The other reason I wanted him to fail was that I kept expecting him to. I know baseball pretty well. Bumgarner is good — he has “good stuff,” as it’s said. But he doesn’t have dominating, intimidating “stuff.” He just has good stuff. Whenever I watched him, he got hit — hard. The whole goal of pitching is to make people miss. He just threw strikes — an unusual amount of strikes. He wasn’t trying to make people miss, he was daring people to hit him. I’ve seen pitchers do that before, but they usually have extraordinary “stuff.” And even those extraordinary pitchers sometimes fail spectacularly.

He didn’t seem to care about that. He seemed utterly focused and unafraid. He believed in himself and his team, and he showed up, focused through all the quiet moments, and the preparation, and the lights, and reporters, and fans, and all of those distractions — and just did the simple thing, that he’d practiced thousands and thousands of times — he threw the ball straight at a glove, sixty feet away, slightly downhill.

Even though he got hit hard, the ball always found its way to his teammates’ gloves, or they made great plays, or guys missed hittable pitches. It was the perfect combination of great play around a pitcher just throwing great pitches. It seemed like it could fall apart at any moment. As soon as some of those hard-hit balls started falling into uncatchable places, that sync would splinter, and then the whole thing would collapse. Once it collapsed, I could stop paying attention again. And through the 5th game of the World Series, the walls just kept holding. But at any moment, Bumgarner’s unnatural cool and confidence would be shattered.

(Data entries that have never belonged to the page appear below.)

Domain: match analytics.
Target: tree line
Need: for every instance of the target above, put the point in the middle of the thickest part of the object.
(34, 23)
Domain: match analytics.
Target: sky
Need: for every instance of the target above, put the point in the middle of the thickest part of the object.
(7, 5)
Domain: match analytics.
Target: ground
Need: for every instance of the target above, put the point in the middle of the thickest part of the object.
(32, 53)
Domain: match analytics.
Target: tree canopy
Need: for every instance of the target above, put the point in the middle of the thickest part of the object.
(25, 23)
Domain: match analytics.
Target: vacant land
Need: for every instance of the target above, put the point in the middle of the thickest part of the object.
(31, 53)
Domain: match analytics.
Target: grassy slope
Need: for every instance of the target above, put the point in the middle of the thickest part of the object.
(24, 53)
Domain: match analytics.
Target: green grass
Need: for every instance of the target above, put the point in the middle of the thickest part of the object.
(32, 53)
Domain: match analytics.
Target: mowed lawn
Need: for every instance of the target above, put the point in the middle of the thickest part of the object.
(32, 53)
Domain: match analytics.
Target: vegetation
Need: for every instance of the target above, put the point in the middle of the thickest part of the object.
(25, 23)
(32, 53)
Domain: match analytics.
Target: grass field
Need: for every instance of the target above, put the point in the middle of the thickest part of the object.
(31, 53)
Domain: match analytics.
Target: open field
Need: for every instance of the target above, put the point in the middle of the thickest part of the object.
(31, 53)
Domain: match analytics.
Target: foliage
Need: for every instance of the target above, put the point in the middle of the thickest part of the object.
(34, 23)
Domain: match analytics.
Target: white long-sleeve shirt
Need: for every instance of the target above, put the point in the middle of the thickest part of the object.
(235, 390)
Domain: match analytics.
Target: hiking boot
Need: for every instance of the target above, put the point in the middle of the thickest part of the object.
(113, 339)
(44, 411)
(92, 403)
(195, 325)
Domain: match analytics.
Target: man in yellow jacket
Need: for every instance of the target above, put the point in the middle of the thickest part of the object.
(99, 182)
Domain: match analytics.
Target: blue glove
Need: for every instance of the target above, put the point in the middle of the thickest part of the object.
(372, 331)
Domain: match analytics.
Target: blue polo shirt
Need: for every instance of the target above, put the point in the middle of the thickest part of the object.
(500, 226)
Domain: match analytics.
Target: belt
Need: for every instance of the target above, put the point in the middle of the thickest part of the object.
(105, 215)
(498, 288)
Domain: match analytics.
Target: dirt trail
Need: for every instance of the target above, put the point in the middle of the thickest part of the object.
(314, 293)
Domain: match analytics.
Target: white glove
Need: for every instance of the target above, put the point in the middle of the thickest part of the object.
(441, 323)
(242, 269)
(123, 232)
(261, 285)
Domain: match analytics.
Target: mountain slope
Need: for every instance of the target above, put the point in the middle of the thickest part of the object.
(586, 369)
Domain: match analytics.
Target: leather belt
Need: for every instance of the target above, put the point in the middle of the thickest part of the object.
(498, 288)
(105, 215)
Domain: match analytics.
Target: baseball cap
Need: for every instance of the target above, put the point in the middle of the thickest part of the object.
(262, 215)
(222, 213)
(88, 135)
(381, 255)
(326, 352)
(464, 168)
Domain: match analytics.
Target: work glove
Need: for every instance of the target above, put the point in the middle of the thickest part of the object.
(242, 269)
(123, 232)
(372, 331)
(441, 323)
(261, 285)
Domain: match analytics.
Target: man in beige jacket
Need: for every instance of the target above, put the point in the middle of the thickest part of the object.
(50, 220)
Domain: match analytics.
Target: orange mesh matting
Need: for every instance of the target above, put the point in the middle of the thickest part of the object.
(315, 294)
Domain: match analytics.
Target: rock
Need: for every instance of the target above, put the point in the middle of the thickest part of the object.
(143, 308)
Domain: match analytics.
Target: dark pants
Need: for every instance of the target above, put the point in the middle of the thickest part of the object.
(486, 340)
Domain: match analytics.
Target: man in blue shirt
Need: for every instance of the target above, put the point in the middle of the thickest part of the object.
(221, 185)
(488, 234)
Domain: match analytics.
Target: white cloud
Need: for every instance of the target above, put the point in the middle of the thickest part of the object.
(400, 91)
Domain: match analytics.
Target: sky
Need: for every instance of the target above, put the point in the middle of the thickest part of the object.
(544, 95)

In time, everything is destroyed. But sometimes, if something lasts long enough, you wonder…

Game 7, the Giants up 3-to-2. Bumgarner hadn’t entered the game. That’s normal. We wouldn’t be following the script, we’d be following reality — the boring reality of so many professional sports games. And then they put Bumgarner in.

He went on to keep pitching strikes, guys kept catching balls in play, and five shutout innings later, Bumgarner had forced himself into some grand narrative again.

It was amazing to watch. He built up the tension and then held it together, gloriously — for weeks. And maybe all those incredible things that people say live within the lines of these games were real. Maybe excellence was real, and demonstrable. I had just seen it.

The outstandingly named Buster Posey, a former most valuable player, and the guy catching the ball when Bumgarner pitches, didn’t play very well in the series. During the post game interviews, Buster was in tears, overcome by Bumgarner’s performance. In the slow-mo replay of the last out of the game, when it was clear to Posey that the ball would be caught, he turned to Bumgarner and smiled hugely, slowly walking up to the mound. Bumgarner didn’t look away from the ball until it was secure in Pablo Sandoval’s glove. And then he turned to Posey and they embraced. In that moment, Bumgarner was the emotional epicenter of his entire team. They had trusted him and he had improbably delivered.

After the game, Bumgarner drawled to the reporters, “I’m tired.” I don’t believe him. I think he felt like he could crush a rock in his hands.

And a little while after, I thought about him — just twenty-five, too young to have felt his body start to betray him. He’s been on three World Series championship teams in his first five seasons. He just pitched at a level that almost no other people have — in a sport that’s been fastidiously tracked for over a hundred years. He’s an all-timer, and he’s only twenty-five.

What will he ever do in his life that comes close to bringing him into the surreal harmony that he just experienced? He might have a great, long career, free of injury, retiring on his own terms. But it would be impossible for him to achieve that high again, right? Will he go to sleep tonight knowing that he will never again be what he once was? Will he live and die unable to stop believing in an inevitable moment of transcendence that never comes? Will he be haunted by himself? I really hope not.